# CSOR



## tg0 (16 Jun 2014)

Hello all, I am a 19 year old and my dream is to become a CSOR member sometime in the future.

Before I say anything know this; I know hardly anything about CSOR/JTF2, I'm not even in the military as of right now, so if I come across as ignorant in any way please let me know, it is not my intention.

I have a few questions related to CSOR and if any actual members could answer that would be incredibly appreciated.

First of all, I know I will make this team. Mainly because I have a very narrow minded attitude when it comes to things I want. I will work to no end until I reach my goals in life, no matter how long it takes. I only have one worry about joining spec ops, and it's not getting shot, or being away from home, but PTSD.
What kind of things am I going to be able to have to deal with? Yes I am aware of gunfights, seeing death etc. But really, what am I going to need to deal with that could possibly effect me? Give it to me straight with all bullshit aside

Second of all, my plan is to go Navy -> Boarding Party -> Tryout for CSOR as soon as possible (2 years service)
What kind of people does CSOR look for? I have heard that it does not matter which branch you take because the tests are for every member.

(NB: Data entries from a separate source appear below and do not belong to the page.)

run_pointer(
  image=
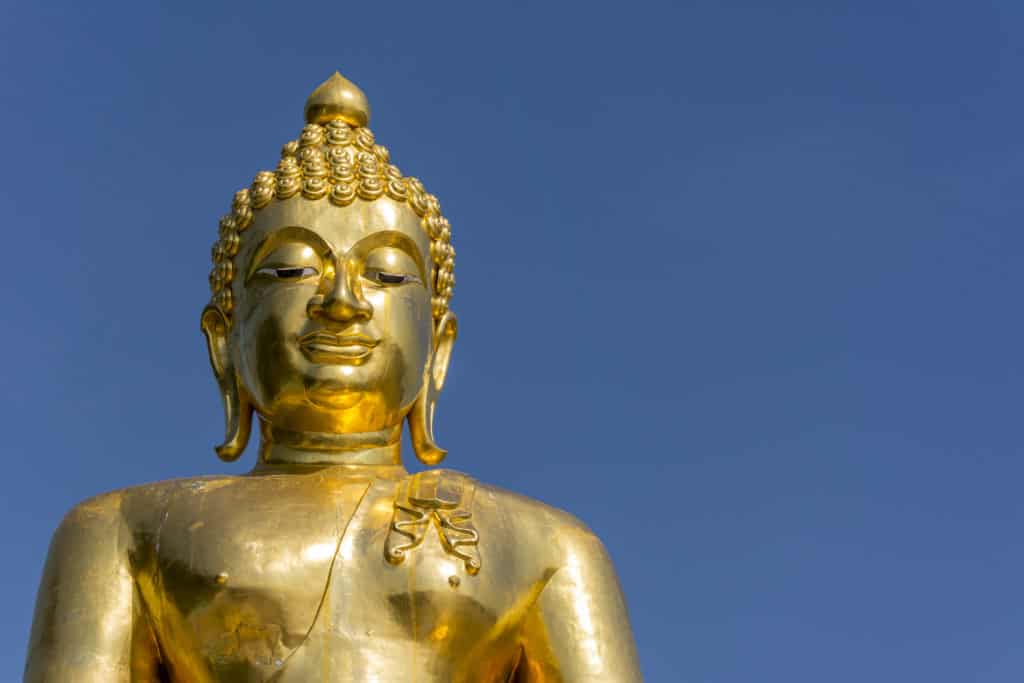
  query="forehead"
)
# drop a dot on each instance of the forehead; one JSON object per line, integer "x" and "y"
{"x": 339, "y": 226}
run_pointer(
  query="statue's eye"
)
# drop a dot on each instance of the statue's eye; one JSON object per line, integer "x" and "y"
{"x": 289, "y": 272}
{"x": 385, "y": 278}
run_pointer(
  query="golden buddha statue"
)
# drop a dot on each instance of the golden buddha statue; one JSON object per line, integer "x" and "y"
{"x": 330, "y": 318}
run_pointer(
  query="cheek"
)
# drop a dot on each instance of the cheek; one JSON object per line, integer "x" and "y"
{"x": 403, "y": 316}
{"x": 266, "y": 321}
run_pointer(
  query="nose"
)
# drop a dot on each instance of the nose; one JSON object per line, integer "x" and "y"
{"x": 342, "y": 302}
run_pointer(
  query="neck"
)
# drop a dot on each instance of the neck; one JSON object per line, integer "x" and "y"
{"x": 283, "y": 446}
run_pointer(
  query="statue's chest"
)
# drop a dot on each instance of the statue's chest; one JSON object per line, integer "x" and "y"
{"x": 243, "y": 572}
{"x": 296, "y": 582}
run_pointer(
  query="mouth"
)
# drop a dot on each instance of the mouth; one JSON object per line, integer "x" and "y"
{"x": 332, "y": 348}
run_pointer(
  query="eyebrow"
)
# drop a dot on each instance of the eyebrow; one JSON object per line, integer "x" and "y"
{"x": 395, "y": 240}
{"x": 283, "y": 236}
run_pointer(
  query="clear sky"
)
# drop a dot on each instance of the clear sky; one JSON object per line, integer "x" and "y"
{"x": 738, "y": 286}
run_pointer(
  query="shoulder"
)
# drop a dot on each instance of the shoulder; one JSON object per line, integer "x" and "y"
{"x": 130, "y": 509}
{"x": 554, "y": 536}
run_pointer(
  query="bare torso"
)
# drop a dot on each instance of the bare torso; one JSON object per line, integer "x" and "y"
{"x": 284, "y": 578}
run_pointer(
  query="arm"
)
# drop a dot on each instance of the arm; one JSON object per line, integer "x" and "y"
{"x": 580, "y": 630}
{"x": 89, "y": 626}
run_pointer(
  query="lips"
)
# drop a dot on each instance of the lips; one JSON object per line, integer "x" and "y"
{"x": 324, "y": 346}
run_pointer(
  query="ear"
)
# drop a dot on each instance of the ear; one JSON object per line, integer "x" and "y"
{"x": 421, "y": 418}
{"x": 238, "y": 412}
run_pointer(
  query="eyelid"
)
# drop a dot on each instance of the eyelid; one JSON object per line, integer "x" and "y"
{"x": 274, "y": 271}
{"x": 373, "y": 274}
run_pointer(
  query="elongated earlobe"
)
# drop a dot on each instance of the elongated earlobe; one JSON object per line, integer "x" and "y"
{"x": 238, "y": 411}
{"x": 421, "y": 418}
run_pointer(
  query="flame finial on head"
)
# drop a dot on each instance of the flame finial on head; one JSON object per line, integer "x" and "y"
{"x": 336, "y": 98}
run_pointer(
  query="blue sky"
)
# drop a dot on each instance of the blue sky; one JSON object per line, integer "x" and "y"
{"x": 738, "y": 286}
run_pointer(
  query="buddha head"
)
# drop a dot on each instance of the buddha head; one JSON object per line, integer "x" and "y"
{"x": 331, "y": 283}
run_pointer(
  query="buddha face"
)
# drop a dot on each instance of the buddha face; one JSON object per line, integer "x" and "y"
{"x": 332, "y": 328}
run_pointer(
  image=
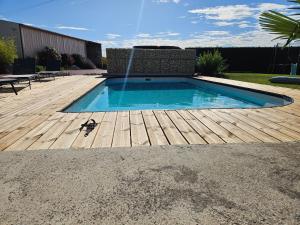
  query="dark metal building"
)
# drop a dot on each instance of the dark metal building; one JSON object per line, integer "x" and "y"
{"x": 30, "y": 40}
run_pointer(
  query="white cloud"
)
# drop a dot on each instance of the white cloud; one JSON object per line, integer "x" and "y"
{"x": 217, "y": 33}
{"x": 255, "y": 38}
{"x": 158, "y": 35}
{"x": 230, "y": 12}
{"x": 71, "y": 28}
{"x": 194, "y": 22}
{"x": 143, "y": 35}
{"x": 240, "y": 24}
{"x": 271, "y": 6}
{"x": 167, "y": 1}
{"x": 3, "y": 18}
{"x": 112, "y": 36}
{"x": 168, "y": 33}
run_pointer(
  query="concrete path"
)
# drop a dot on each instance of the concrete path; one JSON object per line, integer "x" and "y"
{"x": 212, "y": 184}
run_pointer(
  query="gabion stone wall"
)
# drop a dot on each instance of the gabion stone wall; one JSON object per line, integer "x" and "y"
{"x": 151, "y": 61}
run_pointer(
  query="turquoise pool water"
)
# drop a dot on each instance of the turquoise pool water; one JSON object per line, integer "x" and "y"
{"x": 169, "y": 93}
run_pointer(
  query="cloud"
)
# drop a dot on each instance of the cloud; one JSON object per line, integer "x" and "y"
{"x": 271, "y": 6}
{"x": 231, "y": 12}
{"x": 72, "y": 28}
{"x": 167, "y": 1}
{"x": 144, "y": 35}
{"x": 235, "y": 12}
{"x": 254, "y": 38}
{"x": 240, "y": 24}
{"x": 3, "y": 18}
{"x": 112, "y": 36}
{"x": 158, "y": 35}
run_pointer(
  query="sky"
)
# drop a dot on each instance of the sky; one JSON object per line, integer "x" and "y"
{"x": 125, "y": 23}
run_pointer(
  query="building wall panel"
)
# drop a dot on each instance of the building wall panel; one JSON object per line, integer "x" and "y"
{"x": 35, "y": 40}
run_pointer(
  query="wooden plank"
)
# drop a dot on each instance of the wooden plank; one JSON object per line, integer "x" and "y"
{"x": 83, "y": 141}
{"x": 185, "y": 129}
{"x": 45, "y": 141}
{"x": 173, "y": 135}
{"x": 28, "y": 139}
{"x": 156, "y": 135}
{"x": 105, "y": 133}
{"x": 209, "y": 136}
{"x": 287, "y": 134}
{"x": 257, "y": 133}
{"x": 67, "y": 138}
{"x": 223, "y": 133}
{"x": 18, "y": 133}
{"x": 241, "y": 134}
{"x": 122, "y": 130}
{"x": 139, "y": 136}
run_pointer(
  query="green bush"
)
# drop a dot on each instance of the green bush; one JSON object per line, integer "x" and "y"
{"x": 8, "y": 52}
{"x": 48, "y": 54}
{"x": 211, "y": 63}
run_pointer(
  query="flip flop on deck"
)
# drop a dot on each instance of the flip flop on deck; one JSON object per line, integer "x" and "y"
{"x": 27, "y": 77}
{"x": 9, "y": 81}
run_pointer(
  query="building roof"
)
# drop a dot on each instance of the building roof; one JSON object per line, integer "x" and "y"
{"x": 48, "y": 31}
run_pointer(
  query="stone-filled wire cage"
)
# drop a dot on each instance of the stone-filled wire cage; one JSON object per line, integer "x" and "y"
{"x": 152, "y": 62}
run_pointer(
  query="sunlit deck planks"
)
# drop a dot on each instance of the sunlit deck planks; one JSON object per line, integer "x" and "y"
{"x": 32, "y": 120}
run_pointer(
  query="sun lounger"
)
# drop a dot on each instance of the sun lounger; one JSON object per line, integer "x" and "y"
{"x": 27, "y": 77}
{"x": 9, "y": 81}
{"x": 53, "y": 74}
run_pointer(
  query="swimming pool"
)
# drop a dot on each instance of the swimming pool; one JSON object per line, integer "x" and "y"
{"x": 118, "y": 94}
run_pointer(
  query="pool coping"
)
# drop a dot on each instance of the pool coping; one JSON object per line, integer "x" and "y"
{"x": 289, "y": 99}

That's all I have to say for now, I will be looking forward to all replies.

thank you.


----------



## mariomike (16 Jun 2014)

This may help.

Canadian Special Operations Regiment (CSOR)  
http://army.ca/forums/threads/35793.450


----------



## PuckChaser (16 Jun 2014)

tg0 said:
			
		

> Before I say anything know this; I know hardly anything about CSOR/JTF2, I'm not even in the military as of right now, so if I come across as ignorant in any way please let me know, it is not my intention.
> 
> Second of all, my plan is to go Navy -> Boarding Party -> Tryout for CSOR as soon as possible (2 years service)

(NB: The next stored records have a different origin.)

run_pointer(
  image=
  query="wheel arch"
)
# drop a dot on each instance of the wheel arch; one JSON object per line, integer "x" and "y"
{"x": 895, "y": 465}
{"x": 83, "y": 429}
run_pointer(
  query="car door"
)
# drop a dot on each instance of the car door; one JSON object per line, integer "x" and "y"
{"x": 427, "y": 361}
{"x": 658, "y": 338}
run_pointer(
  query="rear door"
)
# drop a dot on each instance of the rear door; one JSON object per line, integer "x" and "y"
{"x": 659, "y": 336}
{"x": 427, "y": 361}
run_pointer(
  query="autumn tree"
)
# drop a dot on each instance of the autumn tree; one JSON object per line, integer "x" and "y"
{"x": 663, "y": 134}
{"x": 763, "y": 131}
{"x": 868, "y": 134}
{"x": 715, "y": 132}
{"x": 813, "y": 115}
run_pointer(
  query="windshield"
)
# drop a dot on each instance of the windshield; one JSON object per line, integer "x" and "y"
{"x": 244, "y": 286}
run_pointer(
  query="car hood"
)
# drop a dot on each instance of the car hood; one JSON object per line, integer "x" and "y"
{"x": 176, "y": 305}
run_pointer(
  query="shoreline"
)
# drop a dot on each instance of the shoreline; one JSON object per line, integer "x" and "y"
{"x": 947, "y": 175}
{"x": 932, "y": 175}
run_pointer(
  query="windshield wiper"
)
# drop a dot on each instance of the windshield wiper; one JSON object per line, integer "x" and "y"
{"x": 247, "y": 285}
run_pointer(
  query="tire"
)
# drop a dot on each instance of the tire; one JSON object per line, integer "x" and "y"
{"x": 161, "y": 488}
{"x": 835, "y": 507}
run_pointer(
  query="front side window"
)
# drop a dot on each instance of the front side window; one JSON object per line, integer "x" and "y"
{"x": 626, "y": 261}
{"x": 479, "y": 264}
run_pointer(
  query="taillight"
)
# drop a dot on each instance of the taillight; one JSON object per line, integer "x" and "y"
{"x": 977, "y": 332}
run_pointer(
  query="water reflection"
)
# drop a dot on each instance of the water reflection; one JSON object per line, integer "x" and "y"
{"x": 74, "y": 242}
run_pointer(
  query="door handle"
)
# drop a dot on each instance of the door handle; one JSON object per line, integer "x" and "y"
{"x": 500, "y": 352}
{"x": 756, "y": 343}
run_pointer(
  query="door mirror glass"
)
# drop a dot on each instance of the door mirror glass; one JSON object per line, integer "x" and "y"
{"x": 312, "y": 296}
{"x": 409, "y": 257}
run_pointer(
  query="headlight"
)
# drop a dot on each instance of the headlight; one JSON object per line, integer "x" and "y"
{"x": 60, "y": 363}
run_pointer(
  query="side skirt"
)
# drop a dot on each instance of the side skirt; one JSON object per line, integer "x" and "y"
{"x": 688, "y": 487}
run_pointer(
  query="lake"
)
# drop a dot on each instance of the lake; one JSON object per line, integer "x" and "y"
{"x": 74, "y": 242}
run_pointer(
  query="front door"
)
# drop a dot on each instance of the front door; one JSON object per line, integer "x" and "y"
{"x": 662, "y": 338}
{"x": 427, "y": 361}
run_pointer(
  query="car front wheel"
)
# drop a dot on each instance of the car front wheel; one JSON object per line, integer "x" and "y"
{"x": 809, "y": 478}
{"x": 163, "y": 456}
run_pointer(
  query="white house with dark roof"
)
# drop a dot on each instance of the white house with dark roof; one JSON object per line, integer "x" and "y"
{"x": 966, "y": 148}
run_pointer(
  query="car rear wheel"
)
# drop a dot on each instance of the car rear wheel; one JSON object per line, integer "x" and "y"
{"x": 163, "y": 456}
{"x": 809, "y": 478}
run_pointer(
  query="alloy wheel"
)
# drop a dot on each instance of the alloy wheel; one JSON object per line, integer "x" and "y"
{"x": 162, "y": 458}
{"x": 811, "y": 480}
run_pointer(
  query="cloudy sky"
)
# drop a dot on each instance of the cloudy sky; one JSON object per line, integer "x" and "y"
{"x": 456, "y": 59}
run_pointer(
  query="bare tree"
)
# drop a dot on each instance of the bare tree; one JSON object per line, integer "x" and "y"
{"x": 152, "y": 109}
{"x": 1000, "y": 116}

If I had a dollar for every one of these threads, I wouldn't need to worry about mortgage payments....

Search. The. Forums. As much as you'd like to think so, you're not the first person who thinks they have what it takes despite having 0 experience to even have a clue as to what it takes. Your 2 year plan may not even be close to the 2 year plan the CAF has for you.

I'll even save you some searching on the forums: CSOR/JTF2 are not direct entry, ergo you should worry about passing BMQ, passing trades training, getting good at your job before you look to apply.


----------



## The_Falcon (16 Jun 2014)

Locked


----------